There is no denying that Data Science related Key Performance Indicators (KPIs) like accuracy in our case is the most important needle mover, but we cannot undermine the importance of the other areas.

Ex: An awesome algorithm just running in laptop & that does not scale, OR an algorithm that scales but does not meet the needed SLAs are just good in theory & can never make into production.

Data Science

  • The Brain behind what demand we forecast
  • The freedom of developing an algorithm using any library or language is very important.
  • It is important to note that there is no one algorithm that fits all needs
    Ex: Time series algorithms does not very well predict all horizons of time accurately
  • How the underlying infrastructure is enabling the Data Scientists to experiment (at scale) more frequently will be the key to agility

Data Engineering

This is mandatory, especially when we have Large scale diverse data to deal with.

We have close to 100 TB of data & 10’s of data sources to tap from day one (and growing every day).

  • Interact with Walmart’s ocean of data spread across various systems and provisioning of the same for better collaboration
  • Foundational guarantees on the robustness of pipelines
  • Workflows are always time-bound with strict SLAs to downstream systems
  • Guaranteed freshness & quality of data

This indeed is the Backbone of the system and is pivotal in ensuring stability & accuracy of forecasts.

Demand Workbench (REST APIs & UI)

This is the Face of Smart Forecasting. Just having a forecast without any visibility to its end users, will not add much value.

This function becomes even more critical when we have 500 Million Store-Items to provide visibility across history & future.

  • Get visibility into various metrics influencing the demand like historical sales, waste, inventory, etc.
  • Metrics space comprising a minimum of 75 billion historical & 25 billion future data points.
  • Personalized to each user’s experience showing what really matters at a given time.
  • Allow users to manage demand by adjusting the forecasts.
  • These APIs also power some of the critical on-demand descriptive analytics applications in Supply Chain.

MLOps / ML Engineering

This is the Central Nervous System that controls the Brain (ML Algorithms) & Backbone (Data) of our product, taking care of many production aspects of our models.

  • At the confluence of the two pillars i.e. Data Science and Data Engineering.
  • Automate systems that will help propagate the machine learning models from development to production environment
  • Optimal scheduling of modeling workloads.
  • High availability & Failure handling in every part of the pipeline run
  • Build the ability to perform A/B testing of new models
  • Visibility into how any new feature in ML/Data affects the overall KPIs of the project (Accuracy, Bias, etc.)

DevOps

They instill blend of Service Engineering & Release Engineering best practices into our engineering teams.
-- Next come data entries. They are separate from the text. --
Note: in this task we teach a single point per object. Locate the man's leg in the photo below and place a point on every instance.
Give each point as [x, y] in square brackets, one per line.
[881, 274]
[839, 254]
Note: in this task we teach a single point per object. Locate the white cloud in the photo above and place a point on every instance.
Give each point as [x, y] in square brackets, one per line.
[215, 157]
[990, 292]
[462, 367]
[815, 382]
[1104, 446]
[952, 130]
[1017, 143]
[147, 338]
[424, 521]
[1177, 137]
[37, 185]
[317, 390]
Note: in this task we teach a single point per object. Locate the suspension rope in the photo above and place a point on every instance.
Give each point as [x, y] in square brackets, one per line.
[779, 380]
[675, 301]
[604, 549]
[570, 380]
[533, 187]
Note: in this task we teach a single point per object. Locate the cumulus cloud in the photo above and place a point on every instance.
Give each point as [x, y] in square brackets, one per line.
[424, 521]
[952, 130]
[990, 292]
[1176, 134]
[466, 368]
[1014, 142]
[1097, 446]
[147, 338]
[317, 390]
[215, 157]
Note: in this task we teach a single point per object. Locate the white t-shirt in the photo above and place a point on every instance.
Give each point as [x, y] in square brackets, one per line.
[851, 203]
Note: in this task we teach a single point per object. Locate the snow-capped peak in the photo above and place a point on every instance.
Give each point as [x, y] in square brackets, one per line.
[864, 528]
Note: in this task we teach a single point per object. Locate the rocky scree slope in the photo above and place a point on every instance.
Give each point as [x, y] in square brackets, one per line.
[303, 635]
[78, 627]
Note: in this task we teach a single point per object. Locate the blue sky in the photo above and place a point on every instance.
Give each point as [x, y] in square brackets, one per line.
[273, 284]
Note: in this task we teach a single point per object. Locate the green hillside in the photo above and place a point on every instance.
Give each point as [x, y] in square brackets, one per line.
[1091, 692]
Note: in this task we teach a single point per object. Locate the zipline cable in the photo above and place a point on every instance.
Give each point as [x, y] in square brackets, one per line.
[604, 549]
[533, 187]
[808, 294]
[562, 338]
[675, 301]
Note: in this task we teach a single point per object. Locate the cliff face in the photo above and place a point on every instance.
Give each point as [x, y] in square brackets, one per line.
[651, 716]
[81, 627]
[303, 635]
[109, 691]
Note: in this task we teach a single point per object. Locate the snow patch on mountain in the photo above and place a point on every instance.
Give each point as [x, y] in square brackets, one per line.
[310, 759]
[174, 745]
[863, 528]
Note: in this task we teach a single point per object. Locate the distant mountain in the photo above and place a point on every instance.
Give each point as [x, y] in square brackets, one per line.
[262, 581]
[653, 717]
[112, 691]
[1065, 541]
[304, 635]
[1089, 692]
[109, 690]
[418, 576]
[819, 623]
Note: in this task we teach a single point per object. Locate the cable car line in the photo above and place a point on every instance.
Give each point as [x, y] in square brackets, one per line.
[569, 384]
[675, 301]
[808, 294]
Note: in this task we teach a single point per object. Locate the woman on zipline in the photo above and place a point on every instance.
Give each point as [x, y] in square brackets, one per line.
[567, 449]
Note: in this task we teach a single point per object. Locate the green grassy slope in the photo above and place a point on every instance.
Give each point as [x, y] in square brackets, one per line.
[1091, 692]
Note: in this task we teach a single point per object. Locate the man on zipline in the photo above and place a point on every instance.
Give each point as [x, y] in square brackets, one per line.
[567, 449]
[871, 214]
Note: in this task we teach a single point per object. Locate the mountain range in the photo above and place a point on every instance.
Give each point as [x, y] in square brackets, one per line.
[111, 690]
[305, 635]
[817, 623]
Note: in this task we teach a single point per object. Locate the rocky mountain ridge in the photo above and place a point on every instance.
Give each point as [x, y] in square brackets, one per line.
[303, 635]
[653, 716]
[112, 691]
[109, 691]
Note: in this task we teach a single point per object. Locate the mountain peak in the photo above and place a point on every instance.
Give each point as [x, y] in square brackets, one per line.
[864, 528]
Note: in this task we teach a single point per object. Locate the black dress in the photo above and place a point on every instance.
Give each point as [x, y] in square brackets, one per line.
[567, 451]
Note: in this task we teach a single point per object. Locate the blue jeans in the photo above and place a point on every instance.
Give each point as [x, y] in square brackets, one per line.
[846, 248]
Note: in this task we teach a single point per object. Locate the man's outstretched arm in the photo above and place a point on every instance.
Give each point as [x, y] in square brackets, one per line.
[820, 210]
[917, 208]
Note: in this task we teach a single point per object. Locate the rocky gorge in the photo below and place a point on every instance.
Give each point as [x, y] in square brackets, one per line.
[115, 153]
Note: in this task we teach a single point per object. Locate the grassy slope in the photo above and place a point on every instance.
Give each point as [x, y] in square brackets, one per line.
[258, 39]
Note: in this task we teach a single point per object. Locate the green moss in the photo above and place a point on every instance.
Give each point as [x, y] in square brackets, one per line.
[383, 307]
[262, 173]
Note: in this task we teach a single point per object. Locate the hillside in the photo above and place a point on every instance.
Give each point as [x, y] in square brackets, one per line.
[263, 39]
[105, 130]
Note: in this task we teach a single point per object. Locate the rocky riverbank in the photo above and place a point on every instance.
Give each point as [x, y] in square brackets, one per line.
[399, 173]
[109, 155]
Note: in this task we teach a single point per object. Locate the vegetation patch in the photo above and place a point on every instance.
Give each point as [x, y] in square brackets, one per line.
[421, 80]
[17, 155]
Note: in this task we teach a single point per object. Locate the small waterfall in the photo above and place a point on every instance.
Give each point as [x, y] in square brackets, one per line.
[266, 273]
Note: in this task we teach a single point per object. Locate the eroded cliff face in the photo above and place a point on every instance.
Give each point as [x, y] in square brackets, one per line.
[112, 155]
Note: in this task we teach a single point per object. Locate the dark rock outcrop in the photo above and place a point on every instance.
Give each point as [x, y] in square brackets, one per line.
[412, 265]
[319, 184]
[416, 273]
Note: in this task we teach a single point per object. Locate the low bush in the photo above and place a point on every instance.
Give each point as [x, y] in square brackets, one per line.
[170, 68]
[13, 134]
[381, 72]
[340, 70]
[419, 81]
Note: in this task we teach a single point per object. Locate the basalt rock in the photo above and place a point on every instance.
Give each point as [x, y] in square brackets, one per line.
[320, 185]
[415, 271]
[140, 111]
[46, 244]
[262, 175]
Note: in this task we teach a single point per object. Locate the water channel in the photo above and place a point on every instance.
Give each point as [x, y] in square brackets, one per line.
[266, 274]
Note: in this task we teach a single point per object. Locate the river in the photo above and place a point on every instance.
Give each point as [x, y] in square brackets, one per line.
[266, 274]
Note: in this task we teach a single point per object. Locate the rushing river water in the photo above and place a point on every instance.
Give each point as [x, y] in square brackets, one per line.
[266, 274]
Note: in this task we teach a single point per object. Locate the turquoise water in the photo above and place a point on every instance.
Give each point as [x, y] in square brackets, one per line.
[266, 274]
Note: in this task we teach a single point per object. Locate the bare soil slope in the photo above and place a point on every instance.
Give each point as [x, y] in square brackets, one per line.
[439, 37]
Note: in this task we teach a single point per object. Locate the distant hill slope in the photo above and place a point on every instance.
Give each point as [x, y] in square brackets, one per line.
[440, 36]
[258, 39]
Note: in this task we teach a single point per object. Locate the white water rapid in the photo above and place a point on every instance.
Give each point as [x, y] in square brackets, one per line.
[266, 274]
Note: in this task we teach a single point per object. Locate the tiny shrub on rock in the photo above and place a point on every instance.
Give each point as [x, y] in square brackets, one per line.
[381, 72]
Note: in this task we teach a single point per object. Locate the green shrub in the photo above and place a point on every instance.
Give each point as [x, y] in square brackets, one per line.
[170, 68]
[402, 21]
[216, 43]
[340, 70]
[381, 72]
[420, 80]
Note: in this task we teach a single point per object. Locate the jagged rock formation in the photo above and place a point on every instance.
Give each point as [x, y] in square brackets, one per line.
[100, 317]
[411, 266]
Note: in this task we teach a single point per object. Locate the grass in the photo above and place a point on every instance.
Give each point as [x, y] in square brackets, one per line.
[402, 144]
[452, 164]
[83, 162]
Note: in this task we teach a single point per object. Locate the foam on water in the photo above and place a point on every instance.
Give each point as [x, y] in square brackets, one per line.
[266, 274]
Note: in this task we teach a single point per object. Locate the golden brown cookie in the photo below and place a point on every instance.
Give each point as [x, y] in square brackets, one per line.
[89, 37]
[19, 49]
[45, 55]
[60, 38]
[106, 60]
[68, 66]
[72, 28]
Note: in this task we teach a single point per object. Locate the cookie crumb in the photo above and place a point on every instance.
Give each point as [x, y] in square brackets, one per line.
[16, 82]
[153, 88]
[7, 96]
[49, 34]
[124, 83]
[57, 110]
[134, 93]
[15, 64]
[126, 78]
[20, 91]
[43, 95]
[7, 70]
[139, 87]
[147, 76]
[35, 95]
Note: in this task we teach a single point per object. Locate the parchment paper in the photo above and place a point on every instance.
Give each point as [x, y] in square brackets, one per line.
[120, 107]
  • Ensure the Infrastructure is up, running & monitored 24x7
  • High priority Alerts are notified to appropriate teams
  • Ensure we have proper quality checks in our build automation
  • Every part of the product is continuously tested out at different levels so that every commit meets the needed quality
  • Not just ensure you can develop & deploy features fast, but Mean Time To Recover (MTTR) should be low in failures
  • Look out for constant cost optimizations. Especially on Public cloud.
  • Infrastructure built around the agreeable measures around Recovery Time Objective (RTO) & Recover Point Objectives (RPO).

Product Management

Product management is where it all comes together

  • Always ensure that we keep our Business in the center of everything we do in the product
  • Facilitate with Business on what is the need of the hour
  • Ensure every feature added to the product provides incremental value
  • Voice of the Business & Champions of the product
  • Seek constant feedback, both from Business & other pillars

Hope you have got a better understanding of what teams constitute the basic building blocks of a successful ML product.

Through this & the series of other blog posts (I intend to write later), I am trying to highlight the key technical concepts which went a long way in making the product successful.